Cage's reprehensible behaviour landed him in Seagate, a
maximum-security facility in Georgia. He was approached by research
psychologist Noah Bernstein, who promised to help him secure parole
in exchange for participation in an experiment […]. Once the
process had begun, racist correctional officer Albert Rackham […]
manipulated the machine's controls hoping to either maim or kill
Cage. Rackam unintentionally advanced the experiment beyond its
original design, inducing a body-wide mutagenic effect that enhanced
Cage's body tissue and strength […]. Returned to New York […]

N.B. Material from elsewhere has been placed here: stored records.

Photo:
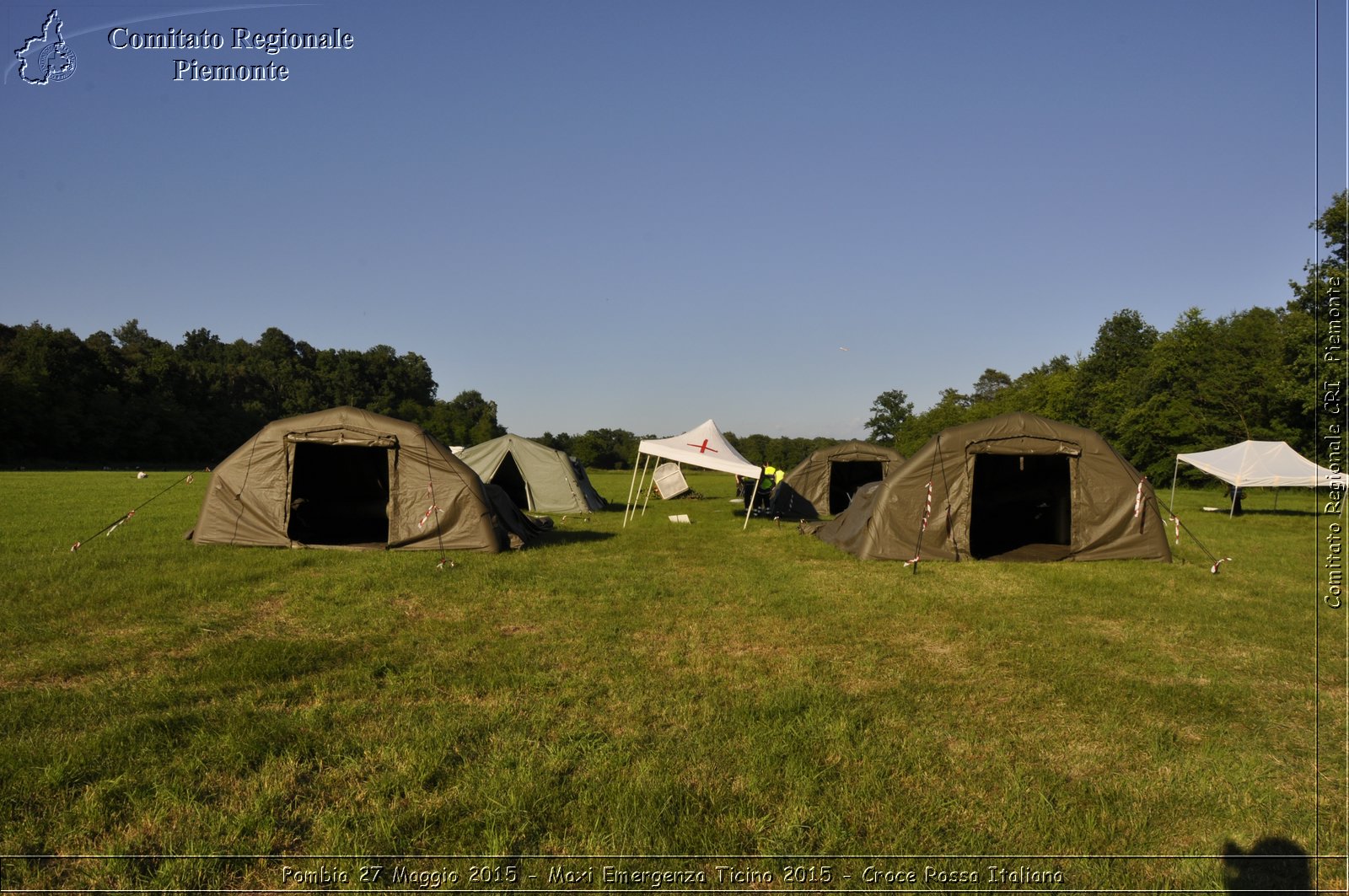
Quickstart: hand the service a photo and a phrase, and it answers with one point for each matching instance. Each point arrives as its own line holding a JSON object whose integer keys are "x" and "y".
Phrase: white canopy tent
{"x": 701, "y": 447}
{"x": 1256, "y": 464}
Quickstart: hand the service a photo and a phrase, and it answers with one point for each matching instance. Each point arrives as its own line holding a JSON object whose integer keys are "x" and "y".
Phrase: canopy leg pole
{"x": 1174, "y": 474}
{"x": 627, "y": 507}
{"x": 649, "y": 490}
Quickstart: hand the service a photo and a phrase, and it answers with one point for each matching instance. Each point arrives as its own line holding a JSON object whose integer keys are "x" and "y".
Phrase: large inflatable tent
{"x": 352, "y": 478}
{"x": 1012, "y": 487}
{"x": 535, "y": 476}
{"x": 825, "y": 483}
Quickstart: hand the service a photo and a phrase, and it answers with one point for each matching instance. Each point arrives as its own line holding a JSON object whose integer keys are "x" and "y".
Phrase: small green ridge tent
{"x": 1012, "y": 487}
{"x": 825, "y": 483}
{"x": 537, "y": 478}
{"x": 351, "y": 478}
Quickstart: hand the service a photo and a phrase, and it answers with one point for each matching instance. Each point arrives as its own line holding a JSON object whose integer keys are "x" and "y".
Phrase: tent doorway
{"x": 512, "y": 480}
{"x": 846, "y": 476}
{"x": 339, "y": 494}
{"x": 1022, "y": 505}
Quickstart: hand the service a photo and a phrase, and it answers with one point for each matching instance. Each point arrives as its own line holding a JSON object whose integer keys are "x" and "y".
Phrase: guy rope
{"x": 112, "y": 527}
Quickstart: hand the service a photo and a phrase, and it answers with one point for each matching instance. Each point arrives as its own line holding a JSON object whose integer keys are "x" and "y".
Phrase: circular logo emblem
{"x": 57, "y": 61}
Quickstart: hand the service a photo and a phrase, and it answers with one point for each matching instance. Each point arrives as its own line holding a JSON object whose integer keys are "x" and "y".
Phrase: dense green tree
{"x": 989, "y": 384}
{"x": 889, "y": 410}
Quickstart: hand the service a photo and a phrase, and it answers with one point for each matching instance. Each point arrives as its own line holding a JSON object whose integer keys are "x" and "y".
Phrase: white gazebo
{"x": 1258, "y": 464}
{"x": 701, "y": 447}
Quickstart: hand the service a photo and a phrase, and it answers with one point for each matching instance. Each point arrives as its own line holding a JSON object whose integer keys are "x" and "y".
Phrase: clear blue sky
{"x": 642, "y": 215}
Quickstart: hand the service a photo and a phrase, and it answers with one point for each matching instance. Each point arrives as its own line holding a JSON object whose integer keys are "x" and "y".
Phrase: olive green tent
{"x": 351, "y": 478}
{"x": 826, "y": 482}
{"x": 536, "y": 476}
{"x": 1012, "y": 487}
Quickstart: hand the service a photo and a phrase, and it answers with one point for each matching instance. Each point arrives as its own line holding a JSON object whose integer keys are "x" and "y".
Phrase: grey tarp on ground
{"x": 348, "y": 476}
{"x": 827, "y": 480}
{"x": 536, "y": 476}
{"x": 1015, "y": 486}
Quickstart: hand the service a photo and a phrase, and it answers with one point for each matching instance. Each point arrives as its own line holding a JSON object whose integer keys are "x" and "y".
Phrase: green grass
{"x": 674, "y": 689}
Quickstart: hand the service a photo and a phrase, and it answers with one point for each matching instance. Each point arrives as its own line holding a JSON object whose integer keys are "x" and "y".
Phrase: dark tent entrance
{"x": 339, "y": 494}
{"x": 512, "y": 480}
{"x": 846, "y": 476}
{"x": 1022, "y": 507}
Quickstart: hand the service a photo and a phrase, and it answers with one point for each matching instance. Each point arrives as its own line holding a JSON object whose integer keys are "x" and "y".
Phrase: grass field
{"x": 685, "y": 691}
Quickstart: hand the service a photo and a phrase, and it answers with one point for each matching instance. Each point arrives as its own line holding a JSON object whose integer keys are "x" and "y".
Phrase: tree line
{"x": 130, "y": 399}
{"x": 1202, "y": 384}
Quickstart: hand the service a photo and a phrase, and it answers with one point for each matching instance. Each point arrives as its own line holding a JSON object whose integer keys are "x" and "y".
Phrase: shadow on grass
{"x": 562, "y": 534}
{"x": 1272, "y": 865}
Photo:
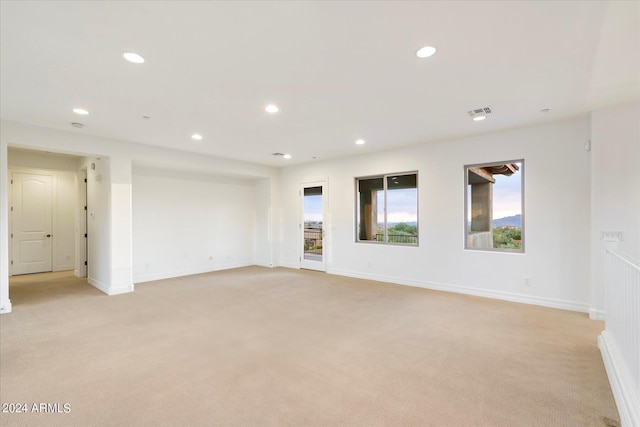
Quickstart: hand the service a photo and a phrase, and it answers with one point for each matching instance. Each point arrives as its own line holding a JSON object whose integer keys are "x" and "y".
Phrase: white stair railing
{"x": 620, "y": 341}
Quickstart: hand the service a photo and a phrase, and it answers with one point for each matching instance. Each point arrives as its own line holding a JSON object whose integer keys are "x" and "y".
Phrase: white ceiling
{"x": 339, "y": 71}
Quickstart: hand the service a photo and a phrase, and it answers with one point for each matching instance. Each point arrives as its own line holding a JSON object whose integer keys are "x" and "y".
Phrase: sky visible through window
{"x": 402, "y": 204}
{"x": 313, "y": 208}
{"x": 507, "y": 197}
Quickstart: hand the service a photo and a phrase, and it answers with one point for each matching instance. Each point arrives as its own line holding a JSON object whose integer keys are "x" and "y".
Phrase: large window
{"x": 494, "y": 206}
{"x": 387, "y": 209}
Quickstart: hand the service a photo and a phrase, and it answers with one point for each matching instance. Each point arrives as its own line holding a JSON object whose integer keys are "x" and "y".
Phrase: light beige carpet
{"x": 281, "y": 347}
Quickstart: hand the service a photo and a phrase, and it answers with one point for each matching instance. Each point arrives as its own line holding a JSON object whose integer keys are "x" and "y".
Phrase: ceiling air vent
{"x": 479, "y": 112}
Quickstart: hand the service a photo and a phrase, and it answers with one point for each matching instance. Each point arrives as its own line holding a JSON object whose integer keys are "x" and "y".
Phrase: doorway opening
{"x": 47, "y": 195}
{"x": 313, "y": 255}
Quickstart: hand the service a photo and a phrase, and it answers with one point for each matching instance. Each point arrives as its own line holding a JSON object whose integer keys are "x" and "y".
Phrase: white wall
{"x": 5, "y": 302}
{"x": 110, "y": 194}
{"x": 557, "y": 202}
{"x": 185, "y": 223}
{"x": 615, "y": 188}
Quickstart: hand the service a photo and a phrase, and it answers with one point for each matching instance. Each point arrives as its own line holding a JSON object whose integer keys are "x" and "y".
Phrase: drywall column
{"x": 615, "y": 191}
{"x": 121, "y": 226}
{"x": 5, "y": 303}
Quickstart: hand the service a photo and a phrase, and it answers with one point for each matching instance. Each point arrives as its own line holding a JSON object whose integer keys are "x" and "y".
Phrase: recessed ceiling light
{"x": 133, "y": 57}
{"x": 425, "y": 52}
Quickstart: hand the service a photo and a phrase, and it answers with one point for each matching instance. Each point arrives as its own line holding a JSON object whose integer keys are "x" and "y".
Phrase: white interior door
{"x": 31, "y": 223}
{"x": 312, "y": 226}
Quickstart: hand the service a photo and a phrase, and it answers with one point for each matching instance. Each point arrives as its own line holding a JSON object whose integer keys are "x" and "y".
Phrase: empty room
{"x": 320, "y": 213}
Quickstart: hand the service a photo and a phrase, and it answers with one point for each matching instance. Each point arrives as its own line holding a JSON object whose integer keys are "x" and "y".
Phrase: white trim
{"x": 292, "y": 265}
{"x": 500, "y": 295}
{"x": 627, "y": 399}
{"x": 109, "y": 290}
{"x": 267, "y": 264}
{"x": 190, "y": 272}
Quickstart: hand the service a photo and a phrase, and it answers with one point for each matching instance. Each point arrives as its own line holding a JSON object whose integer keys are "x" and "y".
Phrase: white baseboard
{"x": 295, "y": 266}
{"x": 108, "y": 289}
{"x": 501, "y": 295}
{"x": 189, "y": 272}
{"x": 5, "y": 308}
{"x": 624, "y": 392}
{"x": 595, "y": 314}
{"x": 267, "y": 264}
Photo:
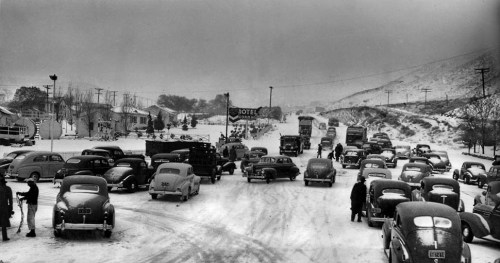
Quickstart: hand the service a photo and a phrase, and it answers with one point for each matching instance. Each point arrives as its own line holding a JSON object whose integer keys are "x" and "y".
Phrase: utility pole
{"x": 426, "y": 90}
{"x": 482, "y": 71}
{"x": 388, "y": 92}
{"x": 98, "y": 94}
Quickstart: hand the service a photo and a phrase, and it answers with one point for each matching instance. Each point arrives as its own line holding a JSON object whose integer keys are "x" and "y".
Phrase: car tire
{"x": 132, "y": 187}
{"x": 35, "y": 176}
{"x": 107, "y": 233}
{"x": 480, "y": 183}
{"x": 467, "y": 233}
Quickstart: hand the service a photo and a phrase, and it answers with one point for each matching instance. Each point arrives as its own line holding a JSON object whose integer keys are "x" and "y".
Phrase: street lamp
{"x": 54, "y": 78}
{"x": 227, "y": 112}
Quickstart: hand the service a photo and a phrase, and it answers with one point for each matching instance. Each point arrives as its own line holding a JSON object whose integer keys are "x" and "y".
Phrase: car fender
{"x": 479, "y": 226}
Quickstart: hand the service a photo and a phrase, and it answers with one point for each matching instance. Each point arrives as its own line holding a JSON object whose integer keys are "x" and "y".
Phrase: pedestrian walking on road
{"x": 6, "y": 211}
{"x": 31, "y": 198}
{"x": 320, "y": 151}
{"x": 358, "y": 198}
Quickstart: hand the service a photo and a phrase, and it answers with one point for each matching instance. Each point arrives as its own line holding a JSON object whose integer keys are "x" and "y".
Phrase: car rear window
{"x": 170, "y": 171}
{"x": 84, "y": 188}
{"x": 429, "y": 221}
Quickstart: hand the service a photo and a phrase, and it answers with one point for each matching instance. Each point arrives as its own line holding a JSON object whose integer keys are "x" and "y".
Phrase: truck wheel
{"x": 467, "y": 233}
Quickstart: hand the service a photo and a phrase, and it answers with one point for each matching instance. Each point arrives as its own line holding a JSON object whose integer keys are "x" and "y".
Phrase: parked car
{"x": 259, "y": 149}
{"x": 130, "y": 173}
{"x": 174, "y": 179}
{"x": 491, "y": 176}
{"x": 273, "y": 167}
{"x": 240, "y": 148}
{"x": 353, "y": 157}
{"x": 424, "y": 232}
{"x": 489, "y": 197}
{"x": 439, "y": 190}
{"x": 320, "y": 170}
{"x": 470, "y": 172}
{"x": 83, "y": 204}
{"x": 484, "y": 221}
{"x": 421, "y": 149}
{"x": 7, "y": 160}
{"x": 249, "y": 158}
{"x": 444, "y": 158}
{"x": 403, "y": 151}
{"x": 390, "y": 157}
{"x": 36, "y": 165}
{"x": 435, "y": 161}
{"x": 82, "y": 164}
{"x": 382, "y": 198}
{"x": 413, "y": 173}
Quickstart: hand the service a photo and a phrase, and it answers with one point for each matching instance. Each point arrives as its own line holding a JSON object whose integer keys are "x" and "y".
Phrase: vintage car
{"x": 174, "y": 179}
{"x": 491, "y": 176}
{"x": 36, "y": 165}
{"x": 390, "y": 157}
{"x": 484, "y": 221}
{"x": 424, "y": 232}
{"x": 259, "y": 149}
{"x": 273, "y": 167}
{"x": 439, "y": 190}
{"x": 129, "y": 173}
{"x": 382, "y": 198}
{"x": 435, "y": 161}
{"x": 371, "y": 163}
{"x": 489, "y": 197}
{"x": 421, "y": 149}
{"x": 100, "y": 152}
{"x": 240, "y": 148}
{"x": 82, "y": 164}
{"x": 250, "y": 157}
{"x": 160, "y": 158}
{"x": 7, "y": 160}
{"x": 327, "y": 143}
{"x": 83, "y": 204}
{"x": 444, "y": 158}
{"x": 353, "y": 157}
{"x": 413, "y": 173}
{"x": 470, "y": 172}
{"x": 403, "y": 151}
{"x": 320, "y": 170}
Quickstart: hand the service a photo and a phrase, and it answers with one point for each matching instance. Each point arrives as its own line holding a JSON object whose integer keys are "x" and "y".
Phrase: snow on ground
{"x": 229, "y": 221}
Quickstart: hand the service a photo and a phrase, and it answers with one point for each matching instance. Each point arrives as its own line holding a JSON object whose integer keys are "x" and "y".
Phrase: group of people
{"x": 6, "y": 206}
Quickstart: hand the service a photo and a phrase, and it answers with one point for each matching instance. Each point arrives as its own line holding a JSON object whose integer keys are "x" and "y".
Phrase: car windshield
{"x": 84, "y": 188}
{"x": 429, "y": 221}
{"x": 170, "y": 171}
{"x": 442, "y": 187}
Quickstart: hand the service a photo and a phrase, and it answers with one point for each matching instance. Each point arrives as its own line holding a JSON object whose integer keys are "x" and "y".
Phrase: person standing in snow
{"x": 31, "y": 198}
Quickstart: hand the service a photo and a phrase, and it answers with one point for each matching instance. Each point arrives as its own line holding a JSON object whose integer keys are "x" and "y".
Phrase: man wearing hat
{"x": 358, "y": 198}
{"x": 31, "y": 198}
{"x": 5, "y": 207}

Cage interrupted a robbery at a diner. When the owner offered him a
cash reward, Cage was inspired to put his newfound powers to use for
profit” (Brady, New York, 2002, p. 101). Troveremo, poi, altri
supereroi appartenenti a minoranze etniche, come Shaman in
rappresentanza dei nativi americani. Molti di essi saranno mutanti
(vedi oltre). Un altro Avenger che merita di essere annoverato nella
categoria dei “diversi” ma non emarginati è Iron Man, ovvero
Anthony Stark. Anche qui, come in Devil, se c'è un disagio, è tutto
interiore, ma il popolo della finzione Marvel non lo emarginerà.
Egli, infatti, è uno dei capitalisti più importanti della nazione
(finanziatore, dunque, anche degli Avengers), ma è un ex
alcolizzato, che non chiuderà mai definitivamente il suo rapporto
con la bottiglia (che tiene sempre nel cassetto) e un cardiopatico.
Dramma interiore, quindi, ma riconoscimento assoluto da parte del
pubblico della sua rettitudine, in quanto capitalista (e, quindi,
sicuramente non anti-americano). Nella finzione Marvel Iron Man è,
ufficialmente, la guardia del corpo di Stark, ma, in segreto, si
tratta di un'armatura per Stark, il quale tra l'altro ha una sorta di
dipendenza nei confronti di questa corazza (dopo quella nei confronti
dell'alcool) perché vi è un dispositivo che gli regola il cuore.